Friday 21 October 2011

Genetics Den: Heredity, Historical Perspective

For much of human history people were unaware of the scientific details of how babies were conceived and how heredity worked. Clearly they were conceived, and clearly there was some hereditary connection between parents and children, but the mechanisms were not readily apparent. 

The Greek philosophers had a variety of ideas: Theophrastus proposed that male flowers caused female flowers to ripen; Hippocrates speculated that "seeds" were produced by various body parts and transmitted to offspring at the time of conception, and Aristotle thought that male and female semen mixed at conception. Aeschylus, in 458 BC, proposed the male as the parent, with the female as a "nurse for the young life sown within her".

During the 1700s, Dutch microscopist Anton van Leeuwenhoek (1632-1723) discovered "animalcules" in the sperm of humans and other animals. Some scientists speculated they saw a "little man" (homunculus) inside each sperm. These scientists formed a school of thought known as the "spermists". 

They contended the only contributions of the female to the next generation were the womb in which the homunculus grew, and prenatal influences of the womb. An opposing school of thought, the ovists, believed that the future human was in the egg, and that sperm merely stimulated the growth of the egg. Ovists thought women carried eggs containing boy and girl children, and that the gender of the offspring was determined well before conception. 

Pangenesis was an idea that males and females formed "pangenes" in every organ. These pangenes subsequently moved through their blood to the genitals and then to the children. The concept originated with the ancient Greeks and influenced biology until little over 100 years ago. The terms "blood relative", "full-blooded", and "royal blood" are relicts of pangenesis. Francis Galton, Charles Darwin's cousin, experimentally tested and disproved pangenesis during the 1870s. 

Blending theories of inheritance supplanted the spermists and ovists during the 19th century. The mixture of sperm and egg resulted in progeny that were a "blend" of two parents' characteristics. Sex cells are known collectively as gametes (gamos, Greek, meaning marriage). According to the blenders, when a black furred animal mates with white furred animal, you would expect all resulting progeny would be gray (a color intermediate between black and white). 

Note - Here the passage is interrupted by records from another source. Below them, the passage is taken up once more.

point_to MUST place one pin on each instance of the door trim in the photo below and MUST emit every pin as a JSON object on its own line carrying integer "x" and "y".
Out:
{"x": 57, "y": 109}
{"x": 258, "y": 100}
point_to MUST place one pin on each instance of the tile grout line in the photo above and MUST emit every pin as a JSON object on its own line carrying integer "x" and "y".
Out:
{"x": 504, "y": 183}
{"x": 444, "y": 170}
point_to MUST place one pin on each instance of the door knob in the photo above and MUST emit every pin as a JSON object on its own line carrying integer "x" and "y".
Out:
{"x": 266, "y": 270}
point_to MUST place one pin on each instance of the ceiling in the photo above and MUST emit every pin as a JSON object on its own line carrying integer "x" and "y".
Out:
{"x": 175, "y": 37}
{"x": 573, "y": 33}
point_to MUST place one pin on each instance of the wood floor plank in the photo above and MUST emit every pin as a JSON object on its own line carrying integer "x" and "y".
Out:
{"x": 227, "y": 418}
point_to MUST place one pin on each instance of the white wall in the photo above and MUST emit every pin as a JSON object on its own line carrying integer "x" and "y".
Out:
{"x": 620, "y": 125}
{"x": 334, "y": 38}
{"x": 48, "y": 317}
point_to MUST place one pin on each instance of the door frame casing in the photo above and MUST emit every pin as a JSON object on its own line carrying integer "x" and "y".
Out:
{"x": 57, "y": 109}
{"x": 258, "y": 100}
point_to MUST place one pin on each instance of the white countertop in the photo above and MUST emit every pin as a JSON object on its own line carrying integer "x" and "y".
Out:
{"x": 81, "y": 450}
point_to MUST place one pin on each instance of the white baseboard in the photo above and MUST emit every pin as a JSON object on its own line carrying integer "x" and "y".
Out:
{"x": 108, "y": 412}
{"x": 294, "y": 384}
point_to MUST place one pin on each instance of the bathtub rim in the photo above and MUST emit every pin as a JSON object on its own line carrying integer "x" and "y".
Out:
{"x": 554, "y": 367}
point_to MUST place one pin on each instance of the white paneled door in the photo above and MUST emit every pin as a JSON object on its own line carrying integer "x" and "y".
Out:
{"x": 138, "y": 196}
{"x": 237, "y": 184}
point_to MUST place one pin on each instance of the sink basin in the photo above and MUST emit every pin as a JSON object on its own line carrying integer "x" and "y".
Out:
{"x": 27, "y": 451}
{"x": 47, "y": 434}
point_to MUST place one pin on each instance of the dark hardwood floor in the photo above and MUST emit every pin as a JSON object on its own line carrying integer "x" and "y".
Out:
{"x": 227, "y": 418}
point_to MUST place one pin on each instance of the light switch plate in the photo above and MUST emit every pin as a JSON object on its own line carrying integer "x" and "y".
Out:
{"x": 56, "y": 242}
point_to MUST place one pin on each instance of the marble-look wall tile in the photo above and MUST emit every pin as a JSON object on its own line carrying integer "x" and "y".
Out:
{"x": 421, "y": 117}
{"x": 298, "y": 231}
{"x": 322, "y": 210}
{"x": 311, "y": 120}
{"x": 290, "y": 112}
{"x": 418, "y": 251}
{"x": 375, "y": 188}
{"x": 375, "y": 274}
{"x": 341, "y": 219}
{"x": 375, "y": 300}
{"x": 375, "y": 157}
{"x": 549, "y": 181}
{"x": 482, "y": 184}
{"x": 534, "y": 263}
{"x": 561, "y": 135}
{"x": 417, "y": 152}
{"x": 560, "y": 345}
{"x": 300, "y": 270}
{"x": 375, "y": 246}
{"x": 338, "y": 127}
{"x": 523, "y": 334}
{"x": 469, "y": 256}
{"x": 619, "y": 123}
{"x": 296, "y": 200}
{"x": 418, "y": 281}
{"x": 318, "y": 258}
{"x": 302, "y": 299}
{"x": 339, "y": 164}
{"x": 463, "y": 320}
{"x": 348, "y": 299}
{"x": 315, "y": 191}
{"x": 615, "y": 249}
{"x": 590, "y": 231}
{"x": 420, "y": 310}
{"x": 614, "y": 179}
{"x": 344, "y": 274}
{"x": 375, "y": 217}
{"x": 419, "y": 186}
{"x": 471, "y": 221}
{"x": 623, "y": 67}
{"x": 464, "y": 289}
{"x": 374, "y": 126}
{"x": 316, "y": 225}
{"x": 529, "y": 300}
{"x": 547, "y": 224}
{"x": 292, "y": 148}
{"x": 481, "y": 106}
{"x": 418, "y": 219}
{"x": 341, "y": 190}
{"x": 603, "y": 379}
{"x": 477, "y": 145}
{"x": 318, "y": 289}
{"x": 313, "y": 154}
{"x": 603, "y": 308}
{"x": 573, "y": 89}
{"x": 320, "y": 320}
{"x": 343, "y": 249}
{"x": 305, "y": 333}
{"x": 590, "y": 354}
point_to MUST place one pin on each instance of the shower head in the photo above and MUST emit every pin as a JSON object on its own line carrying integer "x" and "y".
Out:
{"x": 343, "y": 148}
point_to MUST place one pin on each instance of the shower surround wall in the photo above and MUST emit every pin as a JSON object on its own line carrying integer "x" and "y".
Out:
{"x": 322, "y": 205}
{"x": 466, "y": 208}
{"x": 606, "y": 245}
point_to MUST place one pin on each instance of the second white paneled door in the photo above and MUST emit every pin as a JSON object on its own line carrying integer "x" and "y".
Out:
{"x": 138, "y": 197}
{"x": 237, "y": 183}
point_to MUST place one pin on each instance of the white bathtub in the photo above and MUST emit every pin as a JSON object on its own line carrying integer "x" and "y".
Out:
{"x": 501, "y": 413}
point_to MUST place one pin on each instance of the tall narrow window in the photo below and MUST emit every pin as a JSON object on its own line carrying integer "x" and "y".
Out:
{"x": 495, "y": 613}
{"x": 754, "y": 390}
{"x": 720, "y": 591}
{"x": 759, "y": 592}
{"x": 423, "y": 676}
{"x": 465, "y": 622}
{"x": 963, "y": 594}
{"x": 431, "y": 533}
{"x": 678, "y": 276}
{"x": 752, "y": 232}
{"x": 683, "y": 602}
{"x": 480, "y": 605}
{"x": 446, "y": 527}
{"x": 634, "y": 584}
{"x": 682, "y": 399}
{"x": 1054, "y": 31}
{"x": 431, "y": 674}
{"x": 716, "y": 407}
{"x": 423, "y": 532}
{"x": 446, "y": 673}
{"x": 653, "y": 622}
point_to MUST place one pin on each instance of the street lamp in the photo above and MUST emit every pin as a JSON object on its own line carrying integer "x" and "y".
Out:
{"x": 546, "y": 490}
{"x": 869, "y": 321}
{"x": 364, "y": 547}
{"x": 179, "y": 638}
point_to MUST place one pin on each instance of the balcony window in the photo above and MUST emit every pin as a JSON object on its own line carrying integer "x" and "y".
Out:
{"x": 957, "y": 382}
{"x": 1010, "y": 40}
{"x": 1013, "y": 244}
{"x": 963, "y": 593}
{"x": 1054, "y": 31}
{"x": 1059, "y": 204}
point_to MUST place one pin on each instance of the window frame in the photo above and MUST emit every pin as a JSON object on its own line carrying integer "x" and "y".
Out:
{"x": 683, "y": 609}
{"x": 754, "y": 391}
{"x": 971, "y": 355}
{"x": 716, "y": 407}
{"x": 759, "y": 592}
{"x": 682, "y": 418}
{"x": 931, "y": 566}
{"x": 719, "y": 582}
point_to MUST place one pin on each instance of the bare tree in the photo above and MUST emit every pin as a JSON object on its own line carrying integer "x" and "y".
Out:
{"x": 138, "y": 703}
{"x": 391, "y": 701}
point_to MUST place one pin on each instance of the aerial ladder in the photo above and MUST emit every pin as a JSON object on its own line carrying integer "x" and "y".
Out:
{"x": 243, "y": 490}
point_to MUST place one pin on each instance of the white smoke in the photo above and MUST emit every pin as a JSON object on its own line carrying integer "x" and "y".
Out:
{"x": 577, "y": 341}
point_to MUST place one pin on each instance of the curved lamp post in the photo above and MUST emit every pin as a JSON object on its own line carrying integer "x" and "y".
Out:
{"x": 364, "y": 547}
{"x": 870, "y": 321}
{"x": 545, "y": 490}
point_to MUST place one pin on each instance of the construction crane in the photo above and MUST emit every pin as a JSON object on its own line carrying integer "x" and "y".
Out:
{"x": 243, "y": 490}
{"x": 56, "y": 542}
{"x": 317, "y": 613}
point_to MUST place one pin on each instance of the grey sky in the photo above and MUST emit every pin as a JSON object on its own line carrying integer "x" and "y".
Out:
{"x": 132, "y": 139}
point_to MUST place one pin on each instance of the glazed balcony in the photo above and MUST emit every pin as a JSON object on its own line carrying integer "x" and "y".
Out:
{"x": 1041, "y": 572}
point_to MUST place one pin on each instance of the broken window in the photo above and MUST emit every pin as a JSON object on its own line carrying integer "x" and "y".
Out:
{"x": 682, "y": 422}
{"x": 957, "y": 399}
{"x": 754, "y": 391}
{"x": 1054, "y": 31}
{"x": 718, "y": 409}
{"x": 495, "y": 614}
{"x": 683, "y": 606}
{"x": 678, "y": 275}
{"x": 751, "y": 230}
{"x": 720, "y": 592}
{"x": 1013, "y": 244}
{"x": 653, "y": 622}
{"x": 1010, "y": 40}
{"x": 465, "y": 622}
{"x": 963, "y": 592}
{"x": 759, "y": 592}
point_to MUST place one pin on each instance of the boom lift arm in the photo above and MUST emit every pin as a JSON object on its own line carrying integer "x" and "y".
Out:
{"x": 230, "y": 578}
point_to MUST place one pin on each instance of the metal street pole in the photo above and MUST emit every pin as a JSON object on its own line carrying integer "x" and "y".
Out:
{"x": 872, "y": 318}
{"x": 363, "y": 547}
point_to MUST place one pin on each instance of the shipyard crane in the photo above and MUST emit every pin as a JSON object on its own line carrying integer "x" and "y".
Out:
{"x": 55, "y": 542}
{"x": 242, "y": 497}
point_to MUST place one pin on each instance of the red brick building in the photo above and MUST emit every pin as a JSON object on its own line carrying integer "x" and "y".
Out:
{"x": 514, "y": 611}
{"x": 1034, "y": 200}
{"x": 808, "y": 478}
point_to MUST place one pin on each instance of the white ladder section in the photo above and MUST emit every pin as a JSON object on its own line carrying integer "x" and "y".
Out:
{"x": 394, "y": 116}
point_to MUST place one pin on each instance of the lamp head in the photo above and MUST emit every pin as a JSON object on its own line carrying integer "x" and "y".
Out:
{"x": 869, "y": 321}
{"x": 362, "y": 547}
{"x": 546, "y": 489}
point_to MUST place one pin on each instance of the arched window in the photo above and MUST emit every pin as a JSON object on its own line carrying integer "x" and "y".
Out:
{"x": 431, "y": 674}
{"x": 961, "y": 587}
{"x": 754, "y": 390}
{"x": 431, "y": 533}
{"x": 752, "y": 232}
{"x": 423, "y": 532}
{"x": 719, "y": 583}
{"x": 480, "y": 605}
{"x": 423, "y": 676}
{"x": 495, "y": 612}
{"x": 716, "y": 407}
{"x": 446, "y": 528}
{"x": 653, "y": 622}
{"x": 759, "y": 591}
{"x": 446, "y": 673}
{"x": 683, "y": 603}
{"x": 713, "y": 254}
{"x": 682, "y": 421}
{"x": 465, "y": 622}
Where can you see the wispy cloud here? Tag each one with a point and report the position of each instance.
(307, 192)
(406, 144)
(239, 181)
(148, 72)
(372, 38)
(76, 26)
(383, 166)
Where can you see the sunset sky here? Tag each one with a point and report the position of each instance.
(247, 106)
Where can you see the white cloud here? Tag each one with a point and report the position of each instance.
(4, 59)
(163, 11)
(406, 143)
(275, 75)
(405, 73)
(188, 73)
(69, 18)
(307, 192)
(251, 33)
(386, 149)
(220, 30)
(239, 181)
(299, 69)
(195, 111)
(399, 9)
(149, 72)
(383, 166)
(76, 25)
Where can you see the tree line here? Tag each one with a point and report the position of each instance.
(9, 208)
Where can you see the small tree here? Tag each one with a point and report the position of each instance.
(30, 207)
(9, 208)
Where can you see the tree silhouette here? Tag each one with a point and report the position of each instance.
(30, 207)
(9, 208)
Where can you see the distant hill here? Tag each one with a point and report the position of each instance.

This is often not the case. Blending theories ignore characteristics skipping a generation. Charles Darwin had to deal with the implications of blending in his theory of evolution. He was forced to recognize blending as not important (or at least not the major principle), and suggest that science of the mid-1800s had not yet got the correct answer. That answer came from a contemporary, Gregor Mendel, although Darwin apparently never knew of Mendel's work.